The mhd file is a text file and you are writing a floating number, so there is a conversion to string that happens along the way. Generally speaking, this conversion has a limited precision and may be different from the actual binary value stored in the variable. To maintain precision it is better to use a binary format.

Having said this, the representation of the spacing when read back as an image is what you expect it to be:

Thanks a lot for the reply. I tried the code and the spacing read from the result image is 0.075015 but the spacing text in result.mhd is still 0.075014999999999998.

The reason I hope the spacing can be exactly same in .mhd file is, the user may open the mhd file in a text editor and complain that the spacing values are not exactly the same. You said “To maintain precision it is better to use a binary format.” Which format do you refer to?

The scenario you are describing is dangerous. You don’t want to enable folks who are not very knowledgeable to easily make changes to the image metadata. Using a text editor anyone can make catastrophic changes to the image spacing, origin etc. As a rule of thumb, prefer data integrity over ease of data manipulation.

With respect to binary formats there are many. You can use the single file version of the meta-image mha or other common formats such as nrrd or nii.gz. See this page for the list of supported file types.
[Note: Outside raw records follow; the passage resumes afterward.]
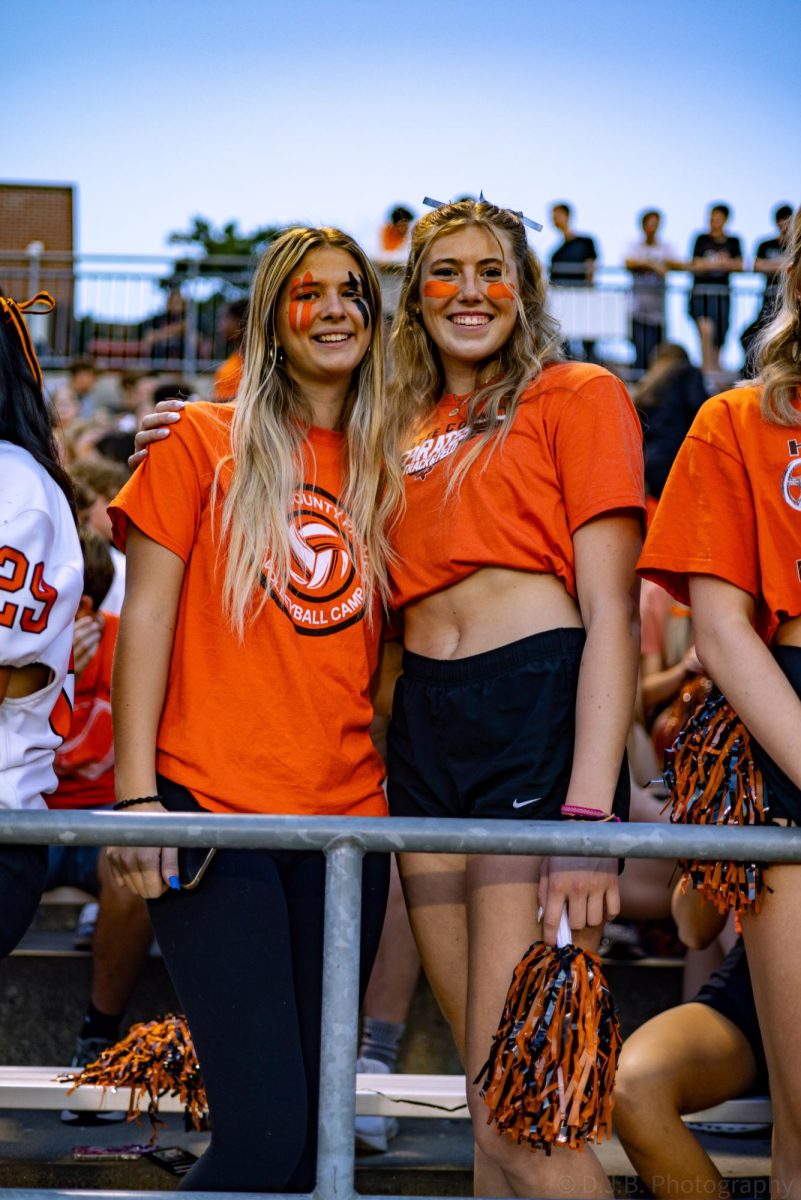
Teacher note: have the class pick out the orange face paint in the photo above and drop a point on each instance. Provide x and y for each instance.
(500, 292)
(438, 289)
(300, 311)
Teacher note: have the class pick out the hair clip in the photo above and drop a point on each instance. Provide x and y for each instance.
(482, 199)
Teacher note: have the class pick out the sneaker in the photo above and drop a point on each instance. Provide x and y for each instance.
(85, 928)
(374, 1133)
(86, 1050)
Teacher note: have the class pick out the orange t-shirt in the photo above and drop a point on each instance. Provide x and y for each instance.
(278, 723)
(732, 508)
(391, 238)
(85, 761)
(228, 377)
(574, 451)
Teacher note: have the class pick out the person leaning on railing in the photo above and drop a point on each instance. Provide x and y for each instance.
(247, 645)
(726, 540)
(41, 579)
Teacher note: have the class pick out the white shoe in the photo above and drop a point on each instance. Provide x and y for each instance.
(374, 1133)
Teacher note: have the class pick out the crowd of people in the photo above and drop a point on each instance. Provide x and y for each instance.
(220, 613)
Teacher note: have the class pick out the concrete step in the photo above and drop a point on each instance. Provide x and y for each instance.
(427, 1158)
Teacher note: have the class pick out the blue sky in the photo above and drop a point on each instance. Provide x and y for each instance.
(329, 112)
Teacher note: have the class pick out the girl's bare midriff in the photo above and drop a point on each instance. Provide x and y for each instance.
(26, 681)
(789, 634)
(488, 609)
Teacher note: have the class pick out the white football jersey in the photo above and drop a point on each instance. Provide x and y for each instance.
(41, 582)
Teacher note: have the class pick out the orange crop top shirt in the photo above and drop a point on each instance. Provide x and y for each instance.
(732, 508)
(278, 723)
(574, 450)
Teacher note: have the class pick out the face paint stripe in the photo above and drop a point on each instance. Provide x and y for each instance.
(300, 311)
(359, 286)
(438, 289)
(500, 292)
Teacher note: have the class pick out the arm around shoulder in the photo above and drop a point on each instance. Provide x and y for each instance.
(154, 580)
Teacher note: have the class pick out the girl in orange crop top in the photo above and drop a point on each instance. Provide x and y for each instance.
(257, 544)
(727, 539)
(515, 569)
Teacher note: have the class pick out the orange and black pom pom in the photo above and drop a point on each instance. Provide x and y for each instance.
(549, 1077)
(155, 1059)
(712, 779)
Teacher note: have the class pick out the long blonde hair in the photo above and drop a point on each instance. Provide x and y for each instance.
(417, 379)
(270, 425)
(778, 346)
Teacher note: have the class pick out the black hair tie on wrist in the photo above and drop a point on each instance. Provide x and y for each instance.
(138, 799)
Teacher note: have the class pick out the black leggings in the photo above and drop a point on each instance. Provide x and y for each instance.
(245, 954)
(23, 870)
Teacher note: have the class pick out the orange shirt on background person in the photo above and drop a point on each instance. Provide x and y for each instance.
(574, 451)
(732, 508)
(278, 723)
(85, 761)
(228, 377)
(392, 238)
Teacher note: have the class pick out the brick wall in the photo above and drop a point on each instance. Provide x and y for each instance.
(40, 213)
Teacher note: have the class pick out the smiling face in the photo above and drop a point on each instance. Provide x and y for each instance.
(324, 319)
(468, 299)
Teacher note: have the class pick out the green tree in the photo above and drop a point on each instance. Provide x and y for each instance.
(228, 239)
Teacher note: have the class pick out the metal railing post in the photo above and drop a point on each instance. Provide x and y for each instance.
(339, 1032)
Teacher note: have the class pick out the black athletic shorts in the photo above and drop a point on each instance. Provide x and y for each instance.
(489, 736)
(781, 793)
(729, 993)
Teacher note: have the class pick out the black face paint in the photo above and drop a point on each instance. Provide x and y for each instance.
(360, 285)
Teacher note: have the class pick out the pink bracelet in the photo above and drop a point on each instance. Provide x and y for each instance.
(580, 814)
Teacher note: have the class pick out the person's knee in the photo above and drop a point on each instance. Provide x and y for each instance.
(644, 1087)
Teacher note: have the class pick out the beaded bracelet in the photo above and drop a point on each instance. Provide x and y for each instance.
(139, 799)
(578, 813)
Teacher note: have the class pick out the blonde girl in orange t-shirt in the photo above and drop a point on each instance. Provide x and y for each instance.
(515, 567)
(727, 539)
(257, 547)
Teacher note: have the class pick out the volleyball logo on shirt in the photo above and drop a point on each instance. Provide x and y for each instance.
(792, 484)
(324, 593)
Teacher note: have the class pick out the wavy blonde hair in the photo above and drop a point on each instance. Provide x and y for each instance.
(778, 346)
(417, 379)
(270, 425)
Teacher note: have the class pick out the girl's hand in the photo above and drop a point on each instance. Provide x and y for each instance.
(155, 427)
(589, 888)
(146, 870)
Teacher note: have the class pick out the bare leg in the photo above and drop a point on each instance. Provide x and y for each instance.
(501, 916)
(645, 882)
(710, 352)
(434, 891)
(774, 947)
(681, 1061)
(122, 937)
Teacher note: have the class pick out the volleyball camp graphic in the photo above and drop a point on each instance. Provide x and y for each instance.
(324, 593)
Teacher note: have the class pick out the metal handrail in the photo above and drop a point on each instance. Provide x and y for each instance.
(344, 840)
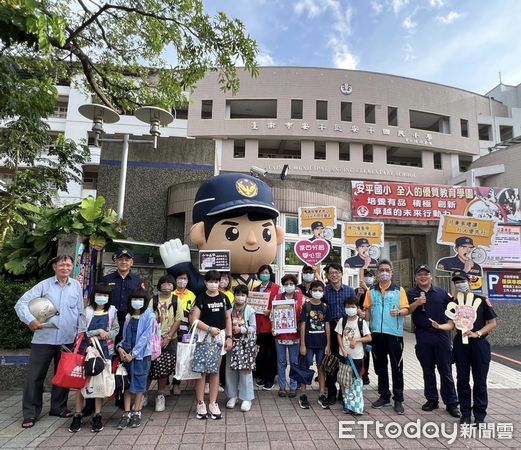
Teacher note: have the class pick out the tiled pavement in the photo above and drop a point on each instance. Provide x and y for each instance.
(272, 423)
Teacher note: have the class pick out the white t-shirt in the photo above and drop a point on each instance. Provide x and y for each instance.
(352, 328)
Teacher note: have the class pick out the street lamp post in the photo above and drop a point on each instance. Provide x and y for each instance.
(100, 114)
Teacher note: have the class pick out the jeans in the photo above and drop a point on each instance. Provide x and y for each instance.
(282, 363)
(239, 383)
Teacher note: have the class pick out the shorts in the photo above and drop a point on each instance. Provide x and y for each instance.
(138, 373)
(319, 354)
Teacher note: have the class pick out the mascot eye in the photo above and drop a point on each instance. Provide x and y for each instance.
(232, 234)
(266, 235)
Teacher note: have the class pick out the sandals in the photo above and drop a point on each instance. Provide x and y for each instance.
(65, 414)
(28, 423)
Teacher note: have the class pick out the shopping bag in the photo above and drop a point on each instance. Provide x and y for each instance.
(301, 373)
(103, 384)
(185, 358)
(70, 373)
(354, 395)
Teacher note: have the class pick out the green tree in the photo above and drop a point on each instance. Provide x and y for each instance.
(122, 47)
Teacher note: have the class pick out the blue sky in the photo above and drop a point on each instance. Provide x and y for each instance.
(460, 43)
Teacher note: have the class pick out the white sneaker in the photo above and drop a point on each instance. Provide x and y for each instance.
(245, 406)
(160, 403)
(230, 404)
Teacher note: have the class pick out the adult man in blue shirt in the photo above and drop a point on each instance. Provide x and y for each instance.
(433, 346)
(335, 295)
(66, 295)
(123, 282)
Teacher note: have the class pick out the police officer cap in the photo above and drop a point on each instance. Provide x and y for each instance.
(123, 252)
(360, 242)
(421, 267)
(462, 240)
(460, 275)
(235, 193)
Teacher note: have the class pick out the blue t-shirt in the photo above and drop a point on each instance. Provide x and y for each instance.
(315, 318)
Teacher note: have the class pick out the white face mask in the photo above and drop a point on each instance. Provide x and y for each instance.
(289, 288)
(212, 286)
(369, 281)
(240, 299)
(462, 287)
(351, 311)
(308, 277)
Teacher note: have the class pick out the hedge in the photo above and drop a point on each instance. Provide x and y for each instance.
(14, 334)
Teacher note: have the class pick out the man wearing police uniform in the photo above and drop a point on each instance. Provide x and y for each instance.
(474, 356)
(362, 259)
(463, 247)
(233, 212)
(433, 347)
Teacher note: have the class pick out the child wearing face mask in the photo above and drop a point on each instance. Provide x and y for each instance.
(99, 320)
(315, 339)
(239, 378)
(352, 333)
(288, 342)
(135, 351)
(213, 311)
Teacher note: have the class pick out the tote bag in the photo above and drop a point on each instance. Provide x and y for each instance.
(354, 395)
(70, 373)
(185, 358)
(103, 384)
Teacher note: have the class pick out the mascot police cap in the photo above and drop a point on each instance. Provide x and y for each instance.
(233, 192)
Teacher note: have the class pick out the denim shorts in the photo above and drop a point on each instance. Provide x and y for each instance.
(138, 373)
(318, 353)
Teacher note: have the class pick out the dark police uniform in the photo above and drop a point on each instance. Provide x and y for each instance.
(475, 357)
(433, 347)
(225, 196)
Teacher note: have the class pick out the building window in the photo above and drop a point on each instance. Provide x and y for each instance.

The reason that “0.075015” will be printed as “0.075014999999999998” into the file is because of the conversions between the binary representation and the text representation of the number. If you want exact, then do as Sam has suggested and go with a binary format.

Well, I would recommend to not do that. It seems that two different meanings of “binary” is mixed here.

Binary (raw) vs. plain text (string): Advantage of storing metadata as plain text is that it is directly accessible to humans, without some custom parser implementation, and generally it is more flexible. Advantage of storing values in binary representation is that parsing can be simpler and faster.

Binary (base 2) vs. decimal (base 10): We use base 10 for displaying numbers, while base 2 is more efficient for computations. Most numbers in base 10 require infinite number of digits in base 2. For example, 1/10 in base 10 is finite (0.1), while in base 2 it is infinite (0.00011001100110011001100110011001100…). For the specific 0.075015 value that is discussed above, you cannot exactly represent as either a float or double. Closest float is 0.075015000998973846435546875, closest double is 0.0750149999999999983479881393578 (source). So, in general when we convert a displayed number (decimal string) into binary representation then information is lost. We don’t worry about this much, though, because this loss is insignificant and usually the only place where it comes up is display and some rookie programming errors (e.g., using exact comparison for floating-point numbers).

Practical consequences:

“Binary” (in any sense) is not “exact” if the goal is to exactly store a displayed number. If you want exact, go with base 10 (which can losslessly store any finite base 2 or base 10 number) and for additional convenience go with plain text. Note that many file formats, such as DICOM (that stores most numbers in “decimal string” representation), NRRD, MetaIO, etc. do exactly this. In contrast, you cannot store displayed numbers exactly if you use NIFTI format (although I admit that this is not a practically relevant limitation because we typically drop the exact spacing value much earlier: when we read the the image from DICOM; and the loss of accuracy is negligible anyway).

Since the lossy conversion to base 2 (IEEE754 single or double precision) is practically inevitable (because efficient implementation of floating-point operations is important and the loss during conversion is negligible), people who have access to raw data must be educated on limitations of base 2 floating point representations. For example, this Python tutorial page provides a really good summary.

How? A 32 bit floating point number has 7.2 digits of precision. I’ll round up to 8 since that seems pretty common. So I’m not sure how you are expressing a 32 bit floating point number with 28 digits? Even a 64 bit float only has 16 digits of precision.

0.0750150 // 32 bit float
0.075014999999999 // 64 bit float

are all the digits you are allowed. Whether or not IEEE-754 can actually display that number is the next question. Base 2 can only display certain floating point numbers as you point out. There are great articles on the internet that explain in detail why.

@lassoan points still stand. Essentially, there are tradeoffs to how you store floating point numbers and the methods that are employed to convert them between their various representations.

I included a link to the source in my post above. It is the exact value of the closest float. There may be numbers with less digits that are closest to the same float, but this is the exact value.